Simona Perotto, Politecnico Milano, Italy
Pablo Blanco, National Laboratory for Scientific Computing, Brazil
Alessandro Veneziani, Emory University
 
Modern applications of computational mechanics demand effective methods for reducing the computational costs by properly exploiting the features of the problem at hand. This is particularly relevant for inverse problems like parameter estimation, or optimization, tackled via variational techniques. Indeed, constrained minimization requires iterative methods involving multiple solutions of the forward problem as well as the approximation of auxiliary systems such as adjoint problems.

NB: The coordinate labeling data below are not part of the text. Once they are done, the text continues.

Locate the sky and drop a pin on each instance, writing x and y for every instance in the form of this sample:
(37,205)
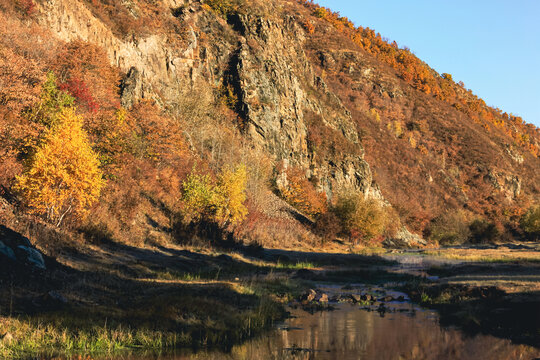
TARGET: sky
(492,46)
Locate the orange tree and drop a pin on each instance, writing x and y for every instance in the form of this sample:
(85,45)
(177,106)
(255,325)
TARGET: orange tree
(63,175)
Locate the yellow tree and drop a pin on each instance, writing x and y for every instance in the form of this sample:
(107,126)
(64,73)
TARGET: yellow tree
(63,175)
(221,202)
(232,190)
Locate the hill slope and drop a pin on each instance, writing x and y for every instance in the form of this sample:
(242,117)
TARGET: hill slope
(312,105)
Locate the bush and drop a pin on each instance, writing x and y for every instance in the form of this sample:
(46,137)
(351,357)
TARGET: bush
(361,218)
(530,223)
(450,228)
(220,202)
(302,194)
(63,175)
(483,231)
(328,226)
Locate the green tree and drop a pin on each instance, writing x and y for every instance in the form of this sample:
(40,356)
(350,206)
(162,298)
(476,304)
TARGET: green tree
(63,174)
(53,101)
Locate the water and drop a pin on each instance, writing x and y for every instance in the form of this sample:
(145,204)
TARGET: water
(404,331)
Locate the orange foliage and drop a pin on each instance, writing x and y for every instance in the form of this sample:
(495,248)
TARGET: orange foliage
(301,193)
(420,76)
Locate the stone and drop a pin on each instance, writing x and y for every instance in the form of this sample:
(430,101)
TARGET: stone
(6,251)
(33,257)
(309,295)
(404,239)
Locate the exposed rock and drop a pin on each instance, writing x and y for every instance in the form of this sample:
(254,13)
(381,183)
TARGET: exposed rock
(18,248)
(404,239)
(33,256)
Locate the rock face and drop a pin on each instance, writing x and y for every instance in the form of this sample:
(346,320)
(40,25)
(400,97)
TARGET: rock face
(261,60)
(17,248)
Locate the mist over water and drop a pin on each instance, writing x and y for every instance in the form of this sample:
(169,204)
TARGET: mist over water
(351,332)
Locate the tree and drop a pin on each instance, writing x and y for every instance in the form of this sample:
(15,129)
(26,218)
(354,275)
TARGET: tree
(53,101)
(221,202)
(530,222)
(361,218)
(63,174)
(231,188)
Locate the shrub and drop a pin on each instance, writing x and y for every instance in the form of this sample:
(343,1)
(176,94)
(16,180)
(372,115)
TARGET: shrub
(361,218)
(63,175)
(302,194)
(450,228)
(483,231)
(52,102)
(220,202)
(223,7)
(328,226)
(231,188)
(530,222)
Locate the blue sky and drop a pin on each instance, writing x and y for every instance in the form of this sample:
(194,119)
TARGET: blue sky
(492,46)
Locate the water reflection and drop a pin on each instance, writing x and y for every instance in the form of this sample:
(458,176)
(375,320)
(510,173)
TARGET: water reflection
(352,333)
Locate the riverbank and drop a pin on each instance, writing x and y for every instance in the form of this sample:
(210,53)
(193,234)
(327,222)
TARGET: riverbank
(111,298)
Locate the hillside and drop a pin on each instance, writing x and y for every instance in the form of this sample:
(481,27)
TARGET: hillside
(182,175)
(309,106)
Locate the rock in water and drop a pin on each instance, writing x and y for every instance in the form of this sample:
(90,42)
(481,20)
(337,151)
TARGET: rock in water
(6,250)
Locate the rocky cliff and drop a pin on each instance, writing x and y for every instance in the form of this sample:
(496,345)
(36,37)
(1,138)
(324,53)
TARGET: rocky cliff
(261,59)
(310,90)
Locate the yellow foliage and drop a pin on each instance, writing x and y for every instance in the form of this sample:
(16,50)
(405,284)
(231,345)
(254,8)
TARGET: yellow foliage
(361,218)
(232,190)
(63,175)
(221,202)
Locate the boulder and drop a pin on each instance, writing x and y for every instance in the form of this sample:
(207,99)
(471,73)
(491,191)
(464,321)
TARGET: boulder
(6,251)
(404,239)
(18,248)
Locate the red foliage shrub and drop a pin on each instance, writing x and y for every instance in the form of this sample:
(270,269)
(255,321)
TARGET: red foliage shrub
(78,89)
(28,6)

To reduce the computational costs, specific strategies based on reducing the complexity of the involved problems may be pursued. This includes any physically-based downscaling of the complexity of the problem at hand, like reducing its dimensionality as commonly done in 1D network models of the arterial system (“model reduction”). Other approaches rely on the reduction of the problem size by properly selecting the basis of functions to represent the solution (“solution reduction”). This procedure is often related to an offline/online paradigm, where the former step is computationally expensive but does not affect the actual online solution process. In the latter class of methods we mention the Proper Orthogonal Decomposition (POD) techniques and the Reduced Basis (RB) method. For specific applications like fluid flow in network of pipes, combination of different approximation techniques may lead to computational efficiency featuring an intrinsic adaptivity in different regions of the network, like in the Hierarchical Model (HiMod) Reduction approach. Proper General Decomposition (PGD) techniques are also becoming a well-established approach in several engineering fields.  

In this Minisymposium we aim at gathering scientists working in different fields with the common denominator of using either model or solution reduction techniques (or both) for the fast and reliable solution of direct and inverse problems of real interest in engineering.

The Minisymposium consists of three parts:

1) a keynote speech addressing general trends in the field

2) a series of invited talks by senior scientists

3) a series of talks by junior scientists (PhD students).

This aims at promoting discussion, knowledge circulation and also offering the opportunity to young scientists that most likely will work in this field for years to present and discuss their recent research with several experts.    

Organized with the support of the NSF Project DMS 1419060 “Hierarchical Model Reduction Techniques for Incompressible Fluid Dynamics and Fluid-Structure Interaction Problems”